“Volevo farla stare zitta, non ucciderla”. A Lugano, davanti alla Corte svizzera, ha sostenuto questa versione Michele Egli, 43 anni, accusato dell’omicidio della cognata, la maestra Nadia Arcudi. La donna è stata uccisa nella sua casa di Stabio nell’ottobre del 2016 e il suo corpo è stato poi abbandonato nei boschi di Rodero, nel Comasco, nella zona di confine, dove era stato poi ritrovato da una donna durante un’escursione.
Nadia Arcudi viveva con la mamma ed era un’insegnate in una scuola elvetica. A Lugano è in corso il processo all’unico imputato per l’omicidio, il cognato della donna, un informatico collaboratore dell’università Supsi.
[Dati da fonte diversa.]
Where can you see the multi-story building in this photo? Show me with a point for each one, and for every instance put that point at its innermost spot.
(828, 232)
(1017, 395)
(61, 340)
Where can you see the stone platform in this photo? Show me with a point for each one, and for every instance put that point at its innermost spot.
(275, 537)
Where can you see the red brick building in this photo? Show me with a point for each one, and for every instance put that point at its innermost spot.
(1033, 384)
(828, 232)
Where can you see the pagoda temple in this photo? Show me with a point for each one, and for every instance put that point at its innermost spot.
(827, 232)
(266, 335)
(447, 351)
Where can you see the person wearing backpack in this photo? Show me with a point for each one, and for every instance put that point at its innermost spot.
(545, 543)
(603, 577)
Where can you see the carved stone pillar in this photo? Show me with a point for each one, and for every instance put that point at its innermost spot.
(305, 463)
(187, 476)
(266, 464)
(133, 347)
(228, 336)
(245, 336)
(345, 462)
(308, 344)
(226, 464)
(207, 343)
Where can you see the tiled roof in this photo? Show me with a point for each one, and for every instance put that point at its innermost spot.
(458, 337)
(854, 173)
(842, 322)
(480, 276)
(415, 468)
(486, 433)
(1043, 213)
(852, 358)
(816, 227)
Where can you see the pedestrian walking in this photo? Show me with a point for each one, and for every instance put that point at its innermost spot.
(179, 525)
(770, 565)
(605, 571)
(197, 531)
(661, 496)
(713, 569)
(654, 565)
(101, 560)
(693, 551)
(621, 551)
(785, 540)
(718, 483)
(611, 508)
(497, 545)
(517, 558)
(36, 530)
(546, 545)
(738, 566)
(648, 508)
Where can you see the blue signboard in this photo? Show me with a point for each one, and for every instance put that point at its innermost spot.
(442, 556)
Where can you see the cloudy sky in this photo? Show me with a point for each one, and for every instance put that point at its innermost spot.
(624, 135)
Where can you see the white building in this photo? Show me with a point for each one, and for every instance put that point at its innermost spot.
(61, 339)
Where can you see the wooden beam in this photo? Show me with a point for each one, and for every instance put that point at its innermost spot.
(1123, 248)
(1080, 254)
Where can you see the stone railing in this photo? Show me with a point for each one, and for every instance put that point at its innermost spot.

Alla base del delitto ci sarebbe un movente economico, una discussione legata alla proprietà della casa. Egli è accusato di assassinio e turbamento della pace dei defunti e oggi è comparso davanti alla Corte.
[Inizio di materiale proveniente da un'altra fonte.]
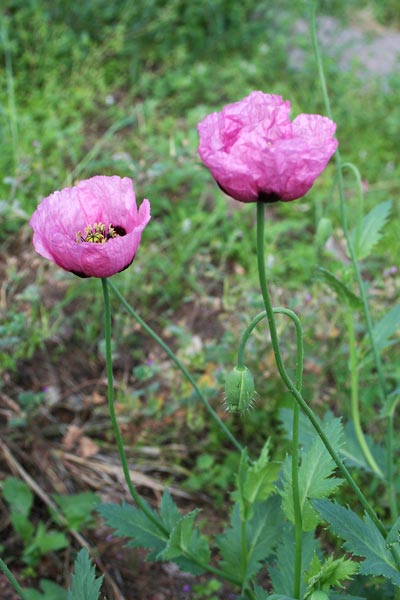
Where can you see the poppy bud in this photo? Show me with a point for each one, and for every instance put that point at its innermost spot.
(239, 390)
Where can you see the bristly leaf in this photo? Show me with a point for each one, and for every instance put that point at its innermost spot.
(315, 475)
(371, 229)
(361, 538)
(262, 533)
(186, 545)
(282, 575)
(85, 585)
(339, 288)
(169, 512)
(332, 572)
(255, 482)
(132, 523)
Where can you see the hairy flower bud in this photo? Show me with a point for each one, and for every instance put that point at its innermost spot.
(319, 595)
(239, 390)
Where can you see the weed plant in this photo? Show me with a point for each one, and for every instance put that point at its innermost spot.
(119, 89)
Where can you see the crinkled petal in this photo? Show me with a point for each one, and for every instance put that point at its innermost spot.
(108, 200)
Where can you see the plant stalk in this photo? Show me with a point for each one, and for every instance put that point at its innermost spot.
(111, 405)
(178, 363)
(288, 382)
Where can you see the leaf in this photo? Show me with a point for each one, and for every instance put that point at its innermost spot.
(132, 523)
(18, 495)
(361, 538)
(314, 475)
(256, 481)
(23, 527)
(339, 288)
(49, 541)
(169, 512)
(394, 533)
(282, 574)
(371, 229)
(260, 593)
(330, 573)
(185, 545)
(262, 533)
(85, 586)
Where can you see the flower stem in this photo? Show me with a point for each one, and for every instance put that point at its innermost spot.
(111, 405)
(178, 363)
(12, 580)
(288, 382)
(356, 269)
(355, 409)
(295, 435)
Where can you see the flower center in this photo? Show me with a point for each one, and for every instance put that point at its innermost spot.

Per l’accusa, Michele Egli aveva raggiunto la cognata a casa e tra i due era nata una discussione legata appunto a questioni immobiliari. Il 43enne avrebbe colpito la donna con una bottiglia, poi l’avrebbe strangolata con una sciarpa. Quindi, dopo aver pulito la stanza avrebbe messo il corpo della cognata in alcuni sacchi della spazzatura, lo avrebbe caricato nella sua auto e lo avrebbe trasportato in Italia, abbandonandolo in una zona boschiva a Rodero.